I set up my pipeline starting with a filename queue as in the following pseudocode:
filename_queue = tf.train.string_input_producer(["file0.pd", "file1.pd"])
pointing to TFRecords
containing multiple serialized tf.train.Example
images.
Following the tensorflow guide a function which reads one example:
def read_my_file_format(filename_queue):
reader = tf.SomeReader()
key, record_string = reader.read(filename_queue)
example, label = tf.some_decoder(record_string)
processed_example = some_processing(example)
return processed_example, label
which is used for a batch queue:
def input_pipeline(filenames, batch_size):
filename_queue = tf.train.string_input_producer(filenames)

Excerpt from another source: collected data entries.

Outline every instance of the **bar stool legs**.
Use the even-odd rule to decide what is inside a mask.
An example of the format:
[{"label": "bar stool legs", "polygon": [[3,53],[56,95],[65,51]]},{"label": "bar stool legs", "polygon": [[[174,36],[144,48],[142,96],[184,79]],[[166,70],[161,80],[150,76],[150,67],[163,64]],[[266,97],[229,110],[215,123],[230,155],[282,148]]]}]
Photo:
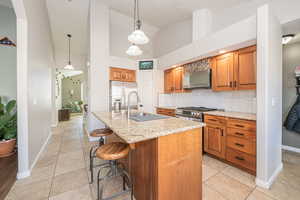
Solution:
[{"label": "bar stool legs", "polygon": [[[120,164],[117,163],[116,160],[111,161],[110,165],[108,166],[103,166],[99,169],[98,171],[98,175],[97,175],[97,200],[110,200],[110,199],[114,199],[120,195],[123,195],[125,193],[130,192],[131,193],[131,200],[133,200],[133,184],[131,182],[131,179],[128,175],[128,173],[124,170],[124,168],[119,167]],[[100,177],[101,176],[101,172],[104,169],[108,169],[108,171],[106,172],[105,176]],[[104,188],[104,184],[101,182],[105,182],[109,179],[113,179],[117,176],[121,176],[123,179],[123,191],[119,192],[117,194],[114,194],[110,197],[107,197],[105,199],[103,199],[103,188]],[[126,188],[127,186],[127,188]]]}]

example, label = read_my_file_format(filename_queue)
example_batch, label_batch = tf.train.shuffle_batch(
[example, label], batch_size=batch_size, capacity=100,
min_after_dequeue=10)
return example_batch, label_batch
I am looking for a way to split the data randomly into training and test sets. I don't want to save the training and test set into different files, but that the images are randomly assigned to the training or the test set independent of the file they are read from. Ideally I would like to split the input pipeline into a training and test queue.
Here is what I normally do in numpy when I have to split a huge dataset
import numpy as np
from numpy.random import choice
from numpy.random import RandomState
queue = range(10)
weights = (.8,.2) # create 2 partitions with this weights
def sampler(partition, seed=0):
rng = RandomState(seed)
return lambda x: rng.choice(np.arange(len(weights)), p=weights) == partition
def split(queue, weights):
# filter the queue for each partition
return [filter(sampler(partition), queue) for partition in range(len(weights)) ]
(train, test) = split(queue, weights)
print(list(train)) # [0, 1, 2, 3, 4, 5, 6, 9]
print(list(test)) # [7, 8]